LeGarrette Blount to the Eagles
Not since Greg Bell suited up for the 1990 Raiders a year after scoring 15 rushing touchdowns for the Rams has a single-season rushing touchdown leader played for a different team the next season. Sadly, Bell’s landmark is now consigned to history, after the Eagles signed former Patriots running back LeGarrette Blount to a one-year deal.
Going into the offseason, RB seemed to be a position of serious need for the Eagles, with only second-year back Wendell Smallwood and Darren Sproles set to be on the roster. Ryan Mathews, the leading rusher from 2016, was still suffering from a neck injury, and once he passed a physical always seemed likely to be on his way. No RB was signed during the first wave of free agency, but Donnel Pumphrey was taken in the draft and former Wisconsin tailback Corey Clement caught on as an UDFA. Pumphrey was, in my eyes, taken with the goal of replacing Sproles in the long run, but the Eagles seem to have finally addressed their need for an early down thumper by signing Blount. But does he still hold fantasy value?
Blount finished the 2016 season as the RB7 in standard scoring, thanks in no small part to his league-best 18 rushing scores. He offers practically nothing in the passing game, finishing with just seven receptions on the season. Since the dawn of the 21st century, there have been just ten instances of an RB finishing with more than 1000 rushing yards and nine or fewer receptions. Blount has done it twice. So if he’s on the field, there’s a good chance the Eagles are running. This is good news for the PPR appeal of Smallwood and Co, all of whom offer much more value in the passing game. To be honest, I’ve met traffic cones who offer more, but I digress. There should be ample opportunity for Blount, however, if the team continues in its 2016 vein. Only nine teams ran the ball more times than the Eagles, and given the additions to the team’s receiving corps, Blount could see some favorable fronts on early downs. He could also continue to pay his way, from a fantasy standpoint, with his red zone work.
As you can see, only DeMarco Murray has snaffled more scores inside the twenty-yard line since 2013 than Blount. Sixteen of his scores came on 71 rushing attempts last season, as the Patriots paced the league in terms of red zone rushing attempts by RBs.

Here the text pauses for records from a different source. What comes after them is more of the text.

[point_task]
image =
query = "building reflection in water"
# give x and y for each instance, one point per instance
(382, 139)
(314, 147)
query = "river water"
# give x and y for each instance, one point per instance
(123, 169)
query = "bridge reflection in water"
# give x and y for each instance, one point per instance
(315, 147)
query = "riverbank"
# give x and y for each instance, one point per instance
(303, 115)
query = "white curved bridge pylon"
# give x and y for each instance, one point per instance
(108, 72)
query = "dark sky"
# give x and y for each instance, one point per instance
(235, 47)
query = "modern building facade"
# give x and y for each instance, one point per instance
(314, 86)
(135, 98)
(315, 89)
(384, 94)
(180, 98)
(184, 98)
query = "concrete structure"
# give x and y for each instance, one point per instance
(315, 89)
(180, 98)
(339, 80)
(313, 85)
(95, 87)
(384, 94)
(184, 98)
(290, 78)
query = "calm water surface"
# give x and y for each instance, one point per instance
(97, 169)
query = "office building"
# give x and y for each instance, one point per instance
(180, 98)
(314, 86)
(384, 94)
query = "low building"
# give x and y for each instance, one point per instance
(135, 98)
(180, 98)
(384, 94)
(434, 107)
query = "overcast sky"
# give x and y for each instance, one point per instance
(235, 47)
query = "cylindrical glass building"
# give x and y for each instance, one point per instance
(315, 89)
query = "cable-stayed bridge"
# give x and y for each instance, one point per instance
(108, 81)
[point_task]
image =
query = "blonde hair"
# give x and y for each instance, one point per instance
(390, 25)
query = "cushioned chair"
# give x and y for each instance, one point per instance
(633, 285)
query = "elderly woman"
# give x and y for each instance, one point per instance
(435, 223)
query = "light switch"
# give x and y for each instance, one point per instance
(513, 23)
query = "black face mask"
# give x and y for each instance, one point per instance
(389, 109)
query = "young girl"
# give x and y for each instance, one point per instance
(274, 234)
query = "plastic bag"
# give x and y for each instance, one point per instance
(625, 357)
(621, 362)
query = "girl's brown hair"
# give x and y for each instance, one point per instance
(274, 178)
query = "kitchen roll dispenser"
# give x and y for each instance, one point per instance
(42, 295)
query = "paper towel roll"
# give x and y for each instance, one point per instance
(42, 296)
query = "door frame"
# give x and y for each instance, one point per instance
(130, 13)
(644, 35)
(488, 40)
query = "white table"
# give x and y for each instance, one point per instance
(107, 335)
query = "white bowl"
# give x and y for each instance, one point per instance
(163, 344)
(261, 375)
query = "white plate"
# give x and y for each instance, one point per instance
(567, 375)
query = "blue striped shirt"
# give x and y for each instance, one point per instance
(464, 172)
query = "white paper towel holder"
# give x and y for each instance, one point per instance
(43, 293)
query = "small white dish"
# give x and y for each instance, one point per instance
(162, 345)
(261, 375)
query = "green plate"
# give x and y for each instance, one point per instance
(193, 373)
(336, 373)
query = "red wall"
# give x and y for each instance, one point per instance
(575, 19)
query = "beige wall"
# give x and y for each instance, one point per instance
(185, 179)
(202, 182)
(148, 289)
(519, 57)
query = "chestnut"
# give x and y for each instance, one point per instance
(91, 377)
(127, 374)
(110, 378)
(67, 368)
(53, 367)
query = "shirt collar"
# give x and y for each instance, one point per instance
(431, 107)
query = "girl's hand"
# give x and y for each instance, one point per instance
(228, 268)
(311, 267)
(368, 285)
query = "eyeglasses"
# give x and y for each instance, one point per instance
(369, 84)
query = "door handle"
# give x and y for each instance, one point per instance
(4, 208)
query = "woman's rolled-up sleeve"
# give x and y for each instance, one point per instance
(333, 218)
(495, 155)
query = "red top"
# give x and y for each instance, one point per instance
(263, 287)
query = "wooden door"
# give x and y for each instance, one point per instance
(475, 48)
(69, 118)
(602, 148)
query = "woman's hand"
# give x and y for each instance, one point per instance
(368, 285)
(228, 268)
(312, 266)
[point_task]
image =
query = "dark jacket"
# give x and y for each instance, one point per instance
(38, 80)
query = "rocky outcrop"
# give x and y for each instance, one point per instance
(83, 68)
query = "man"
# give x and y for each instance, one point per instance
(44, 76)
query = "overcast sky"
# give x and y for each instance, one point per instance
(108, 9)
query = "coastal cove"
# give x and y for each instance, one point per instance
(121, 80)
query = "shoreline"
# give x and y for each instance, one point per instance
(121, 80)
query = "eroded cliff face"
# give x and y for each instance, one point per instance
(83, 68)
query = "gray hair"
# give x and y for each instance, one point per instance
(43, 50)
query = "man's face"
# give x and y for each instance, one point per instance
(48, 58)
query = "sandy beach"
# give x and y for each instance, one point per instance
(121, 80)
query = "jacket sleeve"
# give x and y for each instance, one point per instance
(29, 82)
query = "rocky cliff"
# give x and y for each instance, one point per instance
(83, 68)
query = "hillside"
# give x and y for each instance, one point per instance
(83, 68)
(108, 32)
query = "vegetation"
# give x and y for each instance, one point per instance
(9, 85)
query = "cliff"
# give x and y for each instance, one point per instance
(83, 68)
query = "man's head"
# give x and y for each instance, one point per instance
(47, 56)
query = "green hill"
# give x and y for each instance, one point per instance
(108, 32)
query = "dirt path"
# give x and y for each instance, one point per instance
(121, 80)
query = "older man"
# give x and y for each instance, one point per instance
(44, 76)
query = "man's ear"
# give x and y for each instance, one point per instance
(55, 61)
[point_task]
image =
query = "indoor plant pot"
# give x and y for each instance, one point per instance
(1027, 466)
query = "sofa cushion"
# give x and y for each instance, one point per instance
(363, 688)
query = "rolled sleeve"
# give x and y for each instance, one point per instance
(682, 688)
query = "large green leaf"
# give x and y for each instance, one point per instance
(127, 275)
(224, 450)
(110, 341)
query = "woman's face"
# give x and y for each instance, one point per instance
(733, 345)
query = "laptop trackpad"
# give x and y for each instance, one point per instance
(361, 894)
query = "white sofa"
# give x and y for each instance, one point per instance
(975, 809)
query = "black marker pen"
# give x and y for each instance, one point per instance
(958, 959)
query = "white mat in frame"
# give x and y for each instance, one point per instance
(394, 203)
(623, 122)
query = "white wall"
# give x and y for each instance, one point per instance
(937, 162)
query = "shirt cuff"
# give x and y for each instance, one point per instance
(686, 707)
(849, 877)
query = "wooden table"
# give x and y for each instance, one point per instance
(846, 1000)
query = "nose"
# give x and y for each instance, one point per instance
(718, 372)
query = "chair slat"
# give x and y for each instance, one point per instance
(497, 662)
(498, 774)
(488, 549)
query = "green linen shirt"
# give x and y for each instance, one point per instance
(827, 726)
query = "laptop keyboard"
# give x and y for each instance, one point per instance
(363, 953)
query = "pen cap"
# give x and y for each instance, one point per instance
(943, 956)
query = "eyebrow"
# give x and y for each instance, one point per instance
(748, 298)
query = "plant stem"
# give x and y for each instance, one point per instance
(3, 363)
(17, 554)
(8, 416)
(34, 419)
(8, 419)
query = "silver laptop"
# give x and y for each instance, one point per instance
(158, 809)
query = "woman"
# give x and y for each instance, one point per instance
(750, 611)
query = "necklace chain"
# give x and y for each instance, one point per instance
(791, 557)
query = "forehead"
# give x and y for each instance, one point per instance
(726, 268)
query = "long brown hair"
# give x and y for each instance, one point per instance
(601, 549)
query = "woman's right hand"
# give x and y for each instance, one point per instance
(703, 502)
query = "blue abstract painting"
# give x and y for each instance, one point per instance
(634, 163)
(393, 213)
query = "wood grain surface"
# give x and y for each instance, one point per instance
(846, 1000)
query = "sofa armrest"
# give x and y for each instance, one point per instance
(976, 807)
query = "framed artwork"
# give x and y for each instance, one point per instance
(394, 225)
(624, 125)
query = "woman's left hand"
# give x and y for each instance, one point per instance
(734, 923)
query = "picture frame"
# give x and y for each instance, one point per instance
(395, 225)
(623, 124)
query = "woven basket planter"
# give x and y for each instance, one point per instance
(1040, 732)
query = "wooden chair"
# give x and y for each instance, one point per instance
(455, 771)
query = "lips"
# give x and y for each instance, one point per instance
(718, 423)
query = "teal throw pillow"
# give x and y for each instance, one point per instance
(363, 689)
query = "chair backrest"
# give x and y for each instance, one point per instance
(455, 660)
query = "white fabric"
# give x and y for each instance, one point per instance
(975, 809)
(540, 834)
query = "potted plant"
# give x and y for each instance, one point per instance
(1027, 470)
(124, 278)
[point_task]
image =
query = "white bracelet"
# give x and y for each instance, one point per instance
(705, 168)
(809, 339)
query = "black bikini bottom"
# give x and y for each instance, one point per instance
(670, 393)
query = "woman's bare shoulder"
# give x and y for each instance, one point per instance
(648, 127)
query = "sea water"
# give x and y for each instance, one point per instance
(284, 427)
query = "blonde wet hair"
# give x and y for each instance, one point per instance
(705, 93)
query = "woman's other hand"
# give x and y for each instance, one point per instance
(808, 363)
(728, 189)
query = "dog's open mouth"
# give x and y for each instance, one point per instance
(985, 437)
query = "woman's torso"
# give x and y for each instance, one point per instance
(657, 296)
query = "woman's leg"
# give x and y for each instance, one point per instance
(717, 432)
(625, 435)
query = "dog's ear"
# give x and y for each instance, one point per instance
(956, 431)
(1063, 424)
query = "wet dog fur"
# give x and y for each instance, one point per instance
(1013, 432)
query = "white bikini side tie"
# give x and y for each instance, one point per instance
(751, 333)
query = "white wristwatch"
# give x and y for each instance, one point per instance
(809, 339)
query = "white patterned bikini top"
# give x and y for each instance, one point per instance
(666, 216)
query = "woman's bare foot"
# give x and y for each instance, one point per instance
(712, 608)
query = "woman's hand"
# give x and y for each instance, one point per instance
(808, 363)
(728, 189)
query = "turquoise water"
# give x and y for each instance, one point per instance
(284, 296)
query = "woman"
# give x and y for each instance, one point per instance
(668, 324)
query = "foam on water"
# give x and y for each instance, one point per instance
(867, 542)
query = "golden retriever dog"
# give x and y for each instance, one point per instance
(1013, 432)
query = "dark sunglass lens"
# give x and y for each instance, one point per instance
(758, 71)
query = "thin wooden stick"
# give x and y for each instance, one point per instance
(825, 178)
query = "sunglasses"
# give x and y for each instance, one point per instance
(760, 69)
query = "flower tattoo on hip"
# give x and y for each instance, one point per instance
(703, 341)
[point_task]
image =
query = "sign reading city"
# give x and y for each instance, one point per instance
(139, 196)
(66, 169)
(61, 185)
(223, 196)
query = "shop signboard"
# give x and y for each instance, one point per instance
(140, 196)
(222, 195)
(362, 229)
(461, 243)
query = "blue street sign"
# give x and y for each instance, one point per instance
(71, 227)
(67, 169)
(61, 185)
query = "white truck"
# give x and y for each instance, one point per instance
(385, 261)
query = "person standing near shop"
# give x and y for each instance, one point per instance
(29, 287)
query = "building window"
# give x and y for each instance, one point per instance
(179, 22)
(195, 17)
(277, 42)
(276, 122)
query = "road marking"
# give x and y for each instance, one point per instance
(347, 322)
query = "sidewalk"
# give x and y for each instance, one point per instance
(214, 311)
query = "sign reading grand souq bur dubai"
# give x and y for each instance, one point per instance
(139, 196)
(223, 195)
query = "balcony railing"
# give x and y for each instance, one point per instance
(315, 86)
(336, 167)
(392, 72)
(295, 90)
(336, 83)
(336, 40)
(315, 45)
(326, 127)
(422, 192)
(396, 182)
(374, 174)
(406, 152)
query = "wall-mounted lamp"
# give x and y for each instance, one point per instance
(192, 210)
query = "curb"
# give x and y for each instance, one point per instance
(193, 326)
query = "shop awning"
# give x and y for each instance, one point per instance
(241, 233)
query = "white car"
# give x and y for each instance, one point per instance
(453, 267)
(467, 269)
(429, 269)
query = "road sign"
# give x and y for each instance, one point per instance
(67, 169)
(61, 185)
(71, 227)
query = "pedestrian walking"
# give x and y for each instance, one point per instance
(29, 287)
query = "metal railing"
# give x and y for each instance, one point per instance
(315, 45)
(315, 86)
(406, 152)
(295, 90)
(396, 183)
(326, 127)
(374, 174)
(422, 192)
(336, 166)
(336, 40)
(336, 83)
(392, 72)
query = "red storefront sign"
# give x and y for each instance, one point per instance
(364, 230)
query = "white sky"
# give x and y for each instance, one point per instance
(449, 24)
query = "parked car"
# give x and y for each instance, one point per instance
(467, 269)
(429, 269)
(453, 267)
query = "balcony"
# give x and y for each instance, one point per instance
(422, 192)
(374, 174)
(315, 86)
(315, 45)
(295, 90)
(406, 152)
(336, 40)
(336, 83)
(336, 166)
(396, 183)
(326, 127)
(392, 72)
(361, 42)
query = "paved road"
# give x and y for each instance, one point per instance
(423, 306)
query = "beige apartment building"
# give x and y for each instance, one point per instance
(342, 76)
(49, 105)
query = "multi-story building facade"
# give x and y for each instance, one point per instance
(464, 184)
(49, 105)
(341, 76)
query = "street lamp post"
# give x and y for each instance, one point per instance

The Eagles, with their catch adverse receiving corps and rookie quarterback, were actually sixth in attempts by their RBs in the red zone, scoring 13 times on 73 attempts. To save you the trouble of counting on your fingers, the scoring rate of 58 percent is exactly the same for both the Eagles and the Patriots.
Will Blount score 18 touchdowns in 2016? I don’t think so. But there is a gaping hole in the Eagles red zone offense that he could fill, given the likely departure of Mathews.
Blount managed a career high of 299 carries in 2016, a figure that only a superhero RB at age 30 would want to repeat. The Eagles would do well to try and keep him to the snap level he enjoyed last season, when he played on just 47.14 percent of all the Patriots offensive snaps., and never more than 56 percent in a single game after Week 3. The Eagles will no doubt continue to use their platoon of RBs, but there is little doubt that the player they have most resembling a true RB is Blount. He should see the bulk of the Eagles carries on first and second down, and if they even think of handing off to another RB inside the red zone you have my permission to call Doug Pederson nasty things on social media.
Blount is currently going off the board at RB50 in MFL10s according to the RotoViz Best Ball ADP app, which given his landing spot means 240 owners in the last two weeks have gotten themselves an absolute steal. Fantasy Football Calculator shows us that, for the last month, he’s been going in the sixth round. It may sound crazy, given his lack of chops in the passing game, but his TD upside actually makes him a sneaky Zero RB candidate at his current ADP, but I would expect that to climb in the coming weeks. If he starts appearing in the fourth, and maybe crazily even the third rounds, I’m backing off. No one should go that high for this Blount.